After some hard nights, my then boyfriend- now husband – sat down with me and started to ask me some difficult questions. He continued to push me to think critically about the types of jobs I was applying for instead of applying for everything under the sun. Initially, I pushed back on him because I just thought he was one other person telling me that I wasn’t going to have a career at all – let alone a career I loved.
But once I sat down with myself and really reflected, I realized – Pete was right.
As much as I hated to admit it, the truth was that I am not good at everything.
I am admittedly great at a few things, okay in fewer things, and terrible at many things!
So, I started to reflect on my childhood. What did I want to be when I grew up?
A came up with a list. I came up with several that really didn’t apply. A gymnast, a teacher, and a writer. Obviously, gymnast was a little far-fetched for me!

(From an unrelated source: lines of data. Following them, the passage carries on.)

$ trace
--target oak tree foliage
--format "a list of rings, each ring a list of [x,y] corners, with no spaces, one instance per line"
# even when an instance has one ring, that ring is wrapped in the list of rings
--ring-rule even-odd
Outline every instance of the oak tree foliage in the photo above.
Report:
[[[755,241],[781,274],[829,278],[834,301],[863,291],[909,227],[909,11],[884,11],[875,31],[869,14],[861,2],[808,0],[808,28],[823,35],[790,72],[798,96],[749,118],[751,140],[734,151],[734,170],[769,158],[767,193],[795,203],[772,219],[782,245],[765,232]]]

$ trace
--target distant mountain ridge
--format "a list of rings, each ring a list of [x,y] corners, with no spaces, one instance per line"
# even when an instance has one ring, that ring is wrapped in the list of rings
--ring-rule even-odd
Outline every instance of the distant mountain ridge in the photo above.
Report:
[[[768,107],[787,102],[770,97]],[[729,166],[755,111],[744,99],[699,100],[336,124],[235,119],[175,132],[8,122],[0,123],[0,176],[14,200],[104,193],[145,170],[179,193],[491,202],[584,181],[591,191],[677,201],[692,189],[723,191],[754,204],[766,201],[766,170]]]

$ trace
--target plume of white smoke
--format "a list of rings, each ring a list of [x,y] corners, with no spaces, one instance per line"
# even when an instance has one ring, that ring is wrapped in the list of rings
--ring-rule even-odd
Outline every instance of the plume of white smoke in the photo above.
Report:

I started writing down my strengths.
- good with music
- good with children
- great with words
- good with people
I also listed my weaknesses.
- can get emotional at times
- can sometimes overextend myself
- can be type-A with certain projects
- admittedly not great at math
After this, I considered positions that I aligned with my strengths – not just my undergraduate degree.
I stayed away from job postings that lent itself to more of my weaknesses than my strengths.
I started looking at job postings I would enjoy and then the requirements.
From there, I backwards planned my requirements.
I decided I wanted to go into education.
I moved back to Orange County, where all my old college friends were.
I realized that connections (professionally and personally) were important when trying to get a job. I took a part-time job in sales/customer service teaching Mommy and Me classes.
And I went back to take online classes to meet the requirements for teaching at a preschool.
It was a lot of hard work, but at the end of my classes I applied for a position for a full-time preschool teacher and I landed the job!
I write this because I felt completely lost once I graduated college, and I wished someone would have explained this to me.
The most important thing in considering my career was this:
You are not defined by your career- but by who you are.
I followed my passions and it lead me to a different career path- and that’s okay.
I loved learning about this and I hope you find solace that wherever you land, you are wonderful and amazing. I hope that this post reminds you of your strengths more than your weaknesses.